Liputan6.com, Jakarta - Komisi Perlindungan Anak Indonesia (KPAI) menyampaikan duka mendalam bagi para korban dan keluarganya atas musibah yang menimpa ratusan siswa SMPN 1 Turi yang hanyut di Sungai Sempor, Sleman.
Komisioner KPAI Bidang Pendidikan, Retno Listyarti menyayangkan pihak sekolah yang ceroboh, karena tidak menghitung secara masak faktor risiko kegiatan susur sungai di saat musim penghujan dengan kondisi cuaca ekstrem, bahkan diduga kuat mengabaikan peringatan BMKG.
"Menyayangkan pihak sekolah yang diduga ceroboh. Seharusnya, karena anak-anak yang akan mengikuti kepramukaan susur sungai berada di alam yang memiliki kondisi yang sering tak terduga, maka guru dan pelatih harusnya memiliki pengetahuan dan pengalaman yang memadai," kata Retno dalam keterangannya, Sabtu (22/2/2020).
Advertisement
Dia menyebut, seharusnya guru dan pelatih melakukan survei sebelumnya, termasuk mempertimbangkan kondisi cuaca, jalur evakuasi, kemudahan naik dan turun ke badan sungai, termasuk debit sungainya.
"Perlindungan anak dan keselamatan anak-anak harus menjadi faktor utama dan pertama yang dipertimbangkan dan diperhatikan," tegasnya.

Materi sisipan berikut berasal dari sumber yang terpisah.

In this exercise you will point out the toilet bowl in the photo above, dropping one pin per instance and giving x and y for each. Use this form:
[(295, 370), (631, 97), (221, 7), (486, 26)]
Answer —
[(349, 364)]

KPAI memandang bahwa kegiatan susur sungai bagi anak SMP tidak tepat, apalagi di musim penghujan seperti saat ini. Karena idealnya susur sungai dilakukan oleh orang-orang dewasa, anak dan remaja tidak boleh susur sungai. Orang dewasa yang dimaksud adalah mereka yang telah memiliki keterampilan.
"Bagi anak dan remaja, susur sungai bisa dilakukan di luar (aliran) sungai, tidak jalan-jalan di dalam (aliran) sungai, sebab kegiatan ini berisiko tinggi dan hanya diperkenankan dilakukan orang yang terlatih dan terbiasa," ucapnya.
Sebagai Rekomendasi, KPAI mendorong Inspektorat dan Dinas Pendidikan Kabupaten Sleman memeriksa Kepala Sekolah dan jajarannya, termasuk para pelatih pramuka yang berkaitan langsung dengan keputusan kegiatan ini dilaksanakan.
"Proses pemeriksaan didasarkan pada Peraturan Pemerintah No. 53 Tahun 2010 tentang Disiplin PNS dan juga UU No. 14 Tahun 2005 tentang Guru dan Dosen," katanya.
KPAI juga meminta agar segera ditelusuri apakah kegiatan ini diputuskan melalui rapat dewan guru dengan sudah mempertimbangkan dan menghitung segala faktor risiko yang akan terjadi.
"Apakah ada susunan panitia dan penanggung jawab kegiatan? Apakah antara jumlah anak dengan pembimbing dan pelatih proporsional. Kemudian, apakah survei dilakukan minimal sepekan sebelum kegiatan untuk menghitung faktor risiko," terangnya.
Saksikan video pilihan di bawah ini:
Kebijakan Ekstrakurikuler Wajib
Kemudian, Retno meminta penelusuran apakah ada antisipasi sekolah dengan menyiapkan perahu karet, ambulans, pelampung, adakah SOP jika tiba-tiba cuaca buruk apa yang harus dilakukan.
"Telusuri juga apakah sekolah memberitahu atau mengurus ijin atau rekomendasi dari Dinas Pendidikan Sleman terkait kegiatan ini," ucapnya.
KPAI mendorong kepolisian menyelidiki kasus ini, jika terbukti ada kelalaian pihak sekolah, maka proses hukum harus dilakukan.
"KPAI mendorong Pemerintah Daerah melalui P2TP2A dan Dinas PPPA untuk melakukan pemulihan psikologi melalui psikososial terhadap anak-anak yang selamat dan mengalami shock dan masalah psikologis akibat peristiwa ini," ucapnya.
Selain itu, adanya kasus ini, KPAI juga mendorong Kemendikbud RI untuk melakukan evaluasi terhadap kebijakan Pramuka sebagai ekskul yang wajib diambil setiap anak, bahkan mempengaruhi kenaikan kelas.
Hal tersebut tertuang dalam Permendikbud No. 63 Tahun 2014 tentang Pendidikan Kepramukaan Sebagai Ekstrakurikuler Wajib mulai jenjang SD/MI, SMP/MTs, SMA/MA dan SMK.